The future of shifting right
大约65%的时间,安全测试的责任由实际的安全团队承担. 然而,, 63%的时间是开发团队在管理纠正措施, 根据SANS. 这些数字表明,很大程度上孤立的行动阻碍了通往真正DevSecOps方法的道路.
衡量DevSecOps成功与否的最大标准是解决问题所需的时间. Aligning teams to tackle an issue in a speedy manner can make or break. 另外, 识别部署后的问题可以帮助改进左移控制,以防止这些问题逃逸到生产环境中.
100%的跨职能工作很可能不是每个组织都能实现的. 然而, moving closer to this goal could help strengthen teams, 提升士气, 并反馈关键的学习,最终提高成功的速度.
总之
Ironically, the biggest challenge of all isn’t technical in nature. 组织内部的繁文缛节可能会带来挑战,比如缺乏管理层的支持, insufficient budget (open-source tools can help here!),以及各自为政. 另外, 熟练工人的短缺可能会加强这些管理级别的旧决策模式.
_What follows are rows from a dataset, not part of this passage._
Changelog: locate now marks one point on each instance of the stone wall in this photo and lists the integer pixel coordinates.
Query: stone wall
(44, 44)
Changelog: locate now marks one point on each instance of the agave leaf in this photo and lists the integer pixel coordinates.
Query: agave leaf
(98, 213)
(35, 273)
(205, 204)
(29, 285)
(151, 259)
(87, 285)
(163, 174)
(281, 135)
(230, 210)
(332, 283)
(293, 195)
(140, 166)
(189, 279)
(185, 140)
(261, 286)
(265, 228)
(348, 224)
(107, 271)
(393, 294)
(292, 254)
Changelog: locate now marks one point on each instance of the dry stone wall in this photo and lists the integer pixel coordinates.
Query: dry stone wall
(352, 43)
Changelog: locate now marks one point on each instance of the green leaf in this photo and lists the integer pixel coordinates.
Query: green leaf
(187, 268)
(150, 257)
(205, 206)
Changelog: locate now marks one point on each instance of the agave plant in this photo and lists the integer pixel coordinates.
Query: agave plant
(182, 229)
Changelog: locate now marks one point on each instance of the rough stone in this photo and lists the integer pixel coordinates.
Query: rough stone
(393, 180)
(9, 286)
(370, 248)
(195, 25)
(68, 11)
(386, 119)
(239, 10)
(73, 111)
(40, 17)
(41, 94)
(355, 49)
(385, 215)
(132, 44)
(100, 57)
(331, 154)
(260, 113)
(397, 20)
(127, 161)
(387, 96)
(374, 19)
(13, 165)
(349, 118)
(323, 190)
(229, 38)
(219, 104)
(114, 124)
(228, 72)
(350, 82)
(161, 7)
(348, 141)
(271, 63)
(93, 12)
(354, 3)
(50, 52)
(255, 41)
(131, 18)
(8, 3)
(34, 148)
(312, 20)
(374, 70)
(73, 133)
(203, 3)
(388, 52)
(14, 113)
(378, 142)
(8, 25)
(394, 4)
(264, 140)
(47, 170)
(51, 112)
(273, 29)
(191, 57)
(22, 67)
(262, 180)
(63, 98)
当涉及到紧密的团队合作,并获得更多的时间来创新, 这通常是一种周期性的右移舞蹈,以提高你在左移时的努力. 例如, 你能进一步进入云端而不是自己动手构建吗, comprehensive solutions to security? 卸载可以帮助创建更多的控制,与DevOps一起加强安全性.
No one wants to compromise the integrity of deploying on time, particularly as it relates to customers 和 your company’s bottom line. 由Rapid7共同赞助, 在最近的SANS网络研讨会上,我们将深入探讨一项关于公司及其在DevSecOps方面的进步(或不足)的最新调查的关键统计数据.